The USDA grant to Seastedt includes support for an employee who will be shared by OSMP. University of Wyoming Assistant Professor Aaron Strong, a former CU-Boulder doctoral student, also will participate in the project along with CU-Boulder researcher David Knochel, said Seastedt. The grant provides for an outreach effort by CU-Boulder and OSMP that will involve middle and high school students in Boulder County.

Seastedt said his team will attempt to control Dalmation toadflax -- an ornamental plant introduced into North America from south-central Eurasia in the 1800s -- using several methods, including the use of insects as "biocontrols," he said. In the late 1990s Seastedt and his colleagues successfully controlled knapweed, a member of the daisy family that was taking over some Boulder County grasslands, by using a species of weevil to consume knapweed seeds and foliage, relegating it to a roadside weed.

A second invader targeted in the new study is cheatgrass, a winter annual that germinates in the fall and which is native to Eurasia. Seastedt said the researchers may use grazing animals and re-seeding with native grasses to combat cheatgrass parcels in the county during fall through late spring. This would allow native grasses to grow through late summer and early fall in an attempt to exclude resources like water and nitrogen from winter annuals like cheatgrass, he said.

The third invader targeted is Canada thistle, an exotic species introduced in North America from southeast Europe and Asia in the 1600s. "This species is of particular concern because it does not seem to have any major natural enemies," said Seastedt. "We need to find some competitive, desirable plants to reduce its abundance. But it will probably retain a presence in the county, specifically in parts of riparian habitats."

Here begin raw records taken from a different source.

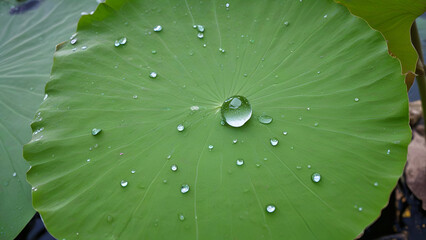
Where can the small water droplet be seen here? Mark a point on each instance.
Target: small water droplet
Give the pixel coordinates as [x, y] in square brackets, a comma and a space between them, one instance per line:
[316, 177]
[124, 183]
[184, 188]
[153, 75]
[180, 127]
[236, 111]
[274, 142]
[96, 131]
[265, 119]
[270, 208]
[240, 162]
[158, 28]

The middle school and high school students involved in the CU-Boulder project will be getting hands-on experience in working with different insect species that might be useful as control agents for invasive plant species, he said. "This effort will expose these students to real science, and hopefully kindle their interest in the many ecological changes occurring in the county, nation and world."

Seastedt said atmospheric pollution, climate change, exotic species invasions, extinctions and land fragmentation have altered virtually every ecosystem on the planet. Managers and biologists should be nurturing so-called "novel ecosystems" -- thriving combinations of desirable plants and animals in habitats that have never occurred together before -- and developing new conservation strategies for them, he said.